Yes, you can alter the meaning of the term
taqiyya to suit your own definition. But then you're not exactly talking about
taqiyya any more, are you?
Deception upon deception to advance the cause of Islam, democracy as a cloak rather than an ideology, liberalism and tolerance as short-term smoke screens that will dissipate once power is achieved.
Which has as much to do with the Islamic religious concept of
taqiyya as eating crackers and sampling vintages during a wine tasting tour in Napa Valley has to do with the Christian religious concept of Communion. There may be striking, albeit ultimately superficial, similarities between the respective religious concepts and the actions being described, but they in reality aren't the same thing at all.

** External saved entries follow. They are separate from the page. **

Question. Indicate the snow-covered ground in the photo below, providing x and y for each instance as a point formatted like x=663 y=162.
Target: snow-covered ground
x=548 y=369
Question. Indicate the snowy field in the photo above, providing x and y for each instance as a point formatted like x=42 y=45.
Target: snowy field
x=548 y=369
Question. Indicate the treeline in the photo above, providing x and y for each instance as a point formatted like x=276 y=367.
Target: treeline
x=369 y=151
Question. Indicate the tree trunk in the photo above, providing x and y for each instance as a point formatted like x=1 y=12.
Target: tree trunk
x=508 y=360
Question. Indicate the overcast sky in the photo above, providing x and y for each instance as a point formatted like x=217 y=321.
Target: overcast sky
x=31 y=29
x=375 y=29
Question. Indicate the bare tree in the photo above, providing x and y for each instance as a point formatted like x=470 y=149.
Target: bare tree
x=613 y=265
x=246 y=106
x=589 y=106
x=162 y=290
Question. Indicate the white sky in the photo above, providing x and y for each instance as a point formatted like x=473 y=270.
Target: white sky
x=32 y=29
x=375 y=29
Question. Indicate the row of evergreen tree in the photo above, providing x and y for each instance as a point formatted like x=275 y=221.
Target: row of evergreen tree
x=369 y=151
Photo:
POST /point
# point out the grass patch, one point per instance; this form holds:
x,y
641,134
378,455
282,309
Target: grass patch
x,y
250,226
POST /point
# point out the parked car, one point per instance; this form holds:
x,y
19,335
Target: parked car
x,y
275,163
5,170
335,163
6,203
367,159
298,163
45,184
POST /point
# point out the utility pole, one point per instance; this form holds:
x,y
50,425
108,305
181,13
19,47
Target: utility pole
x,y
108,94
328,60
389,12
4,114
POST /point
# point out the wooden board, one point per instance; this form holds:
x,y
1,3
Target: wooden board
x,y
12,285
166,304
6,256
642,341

Anybody who believes that the MB would embrace democracy and champion the standing of women and Christians (as per Morsi's first appointment announcement) other than as devious means to achieve an end is - I would suggest - a little naive.
Egyptians aren't at all confused about Morsi's (or the Brotherhood's) intentions.
Most people are arguing this. I haven't heard anybody on mainstream media suggest that the MB is anti-democracy because that would mean admitting the whole process is a sham, which of course it is.
You
aren't looking very hard, then.
Even the CNN article I quote above points out that Morsi's current statements contradict his longstanding previous positions.
people like me - admittedly broadly ignorant of Egyptian political and social aspects
Yes.
- can predict the MB being in power from 12 months off
The Brotherhood, as I pointed out before, aren't in power. SCAF is in power (and, in fact, is even
more in power now than it was before the election, having since dissolved parliament and reduced the powers of the presidency).
whilst the experts and the media were trumpeting about a new age of freedom and democracy and tolerance and loveliness.
I predicted what is happening
way back in January of 2011 - Egypt, so far, appears to be getting just another variant of military rule. Darth Rotor thinks this won't last, in the long term, but we'll see, I guess.